In the book, red birds stand in for those people we lose. They flutter among us even as we try to move on and as Mutt puts it, “All we need to do is to look up and there they are.”
Like his first two books, A Case of Exploding Mangoes, and Our Lady of Alice Bhatti, Red Birds uses humour and witty observations, to dig deeper into the human condition. However, Hanif is wary of over-explaining the meaning of his text. He likens reading to be as lonely an endeavour as writing: everyone reads alone and brings their own context to any book. The ambiguity of Red Birds can be frustrating when we are so used to straight forward storytelling, but there is a unique pleasure in being allowed to go on an idiosyncratic journey where you can come to your own conclusions.

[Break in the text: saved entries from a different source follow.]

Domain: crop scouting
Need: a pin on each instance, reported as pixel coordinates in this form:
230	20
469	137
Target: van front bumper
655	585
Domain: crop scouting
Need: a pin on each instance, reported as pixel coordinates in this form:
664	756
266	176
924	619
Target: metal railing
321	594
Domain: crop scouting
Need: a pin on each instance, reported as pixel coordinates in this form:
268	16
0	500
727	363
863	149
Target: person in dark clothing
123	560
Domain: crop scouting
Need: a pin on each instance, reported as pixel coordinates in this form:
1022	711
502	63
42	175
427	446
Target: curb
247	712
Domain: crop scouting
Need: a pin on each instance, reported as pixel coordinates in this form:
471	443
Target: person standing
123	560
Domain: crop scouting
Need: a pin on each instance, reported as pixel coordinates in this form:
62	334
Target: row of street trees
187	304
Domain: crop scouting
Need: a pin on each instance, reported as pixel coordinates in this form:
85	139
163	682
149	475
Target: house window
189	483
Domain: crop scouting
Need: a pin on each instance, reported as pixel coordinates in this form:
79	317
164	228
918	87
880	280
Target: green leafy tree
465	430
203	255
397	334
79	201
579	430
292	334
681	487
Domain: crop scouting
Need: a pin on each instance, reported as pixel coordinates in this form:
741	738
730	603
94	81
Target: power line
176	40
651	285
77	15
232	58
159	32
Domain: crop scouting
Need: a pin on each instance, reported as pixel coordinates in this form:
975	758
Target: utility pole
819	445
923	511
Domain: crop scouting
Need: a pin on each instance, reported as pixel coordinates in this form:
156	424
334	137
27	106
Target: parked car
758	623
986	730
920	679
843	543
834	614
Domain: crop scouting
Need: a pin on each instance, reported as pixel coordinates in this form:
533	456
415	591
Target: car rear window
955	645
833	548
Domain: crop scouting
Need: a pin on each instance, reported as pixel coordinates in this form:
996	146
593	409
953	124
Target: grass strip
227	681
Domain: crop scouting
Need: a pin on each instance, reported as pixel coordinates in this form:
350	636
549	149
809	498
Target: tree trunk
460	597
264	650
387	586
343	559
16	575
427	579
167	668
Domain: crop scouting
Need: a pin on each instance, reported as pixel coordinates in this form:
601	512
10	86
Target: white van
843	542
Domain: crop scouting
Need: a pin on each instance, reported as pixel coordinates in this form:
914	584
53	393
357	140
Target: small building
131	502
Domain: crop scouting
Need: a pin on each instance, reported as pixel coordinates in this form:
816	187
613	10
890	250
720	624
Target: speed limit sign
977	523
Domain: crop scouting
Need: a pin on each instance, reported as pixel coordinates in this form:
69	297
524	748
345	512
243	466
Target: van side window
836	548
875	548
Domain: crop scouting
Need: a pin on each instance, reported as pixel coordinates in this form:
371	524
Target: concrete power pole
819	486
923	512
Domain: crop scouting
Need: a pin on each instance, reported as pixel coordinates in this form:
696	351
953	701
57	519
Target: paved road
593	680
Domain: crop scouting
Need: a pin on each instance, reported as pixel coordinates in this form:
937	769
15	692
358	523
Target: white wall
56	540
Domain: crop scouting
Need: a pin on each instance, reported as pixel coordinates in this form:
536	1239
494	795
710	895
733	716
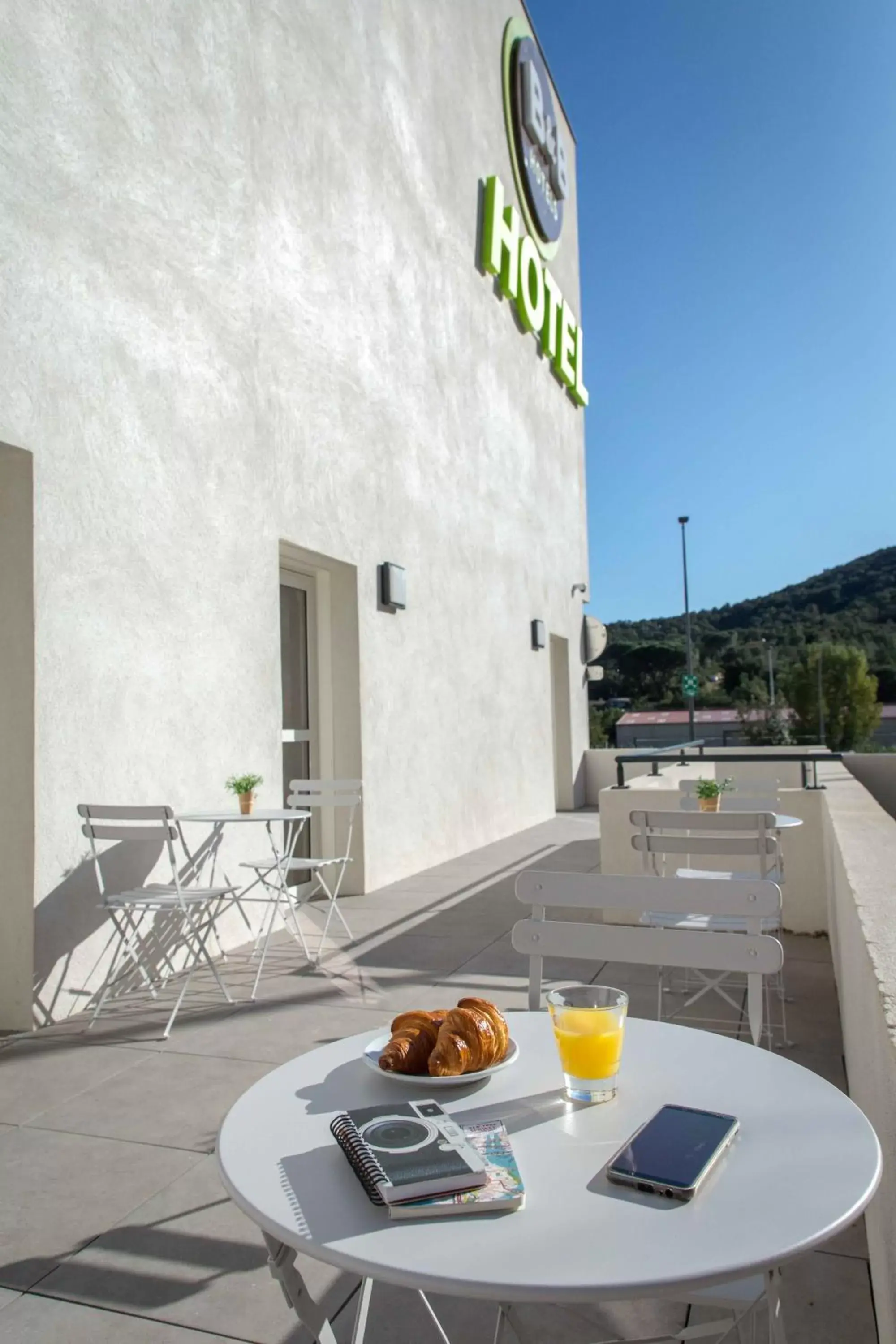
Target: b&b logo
538	148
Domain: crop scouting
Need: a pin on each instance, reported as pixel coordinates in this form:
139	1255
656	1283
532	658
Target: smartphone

Of course, it is in nature of Q & A sessions to look for definitive truths, and many people at the book launch wanted to know what certain things meant. An audience member asked Hanif if Mutt represented his point of view, but he smartly countered that all the characters were him. It would be too easy if Mutt was always right and had all the answers. There are no answers. A talking dog isn’t interesting because it’s better than humans, but because humans are interesting. This is not a contrast, it is addition. So when asked if Mutt was the author’s narrative or a symbolic representation of something, he said “He’s a street corner philosopher, there are lots of them in Pakistan.”
The author signed copies of his books for the audience at the conclusion of the event.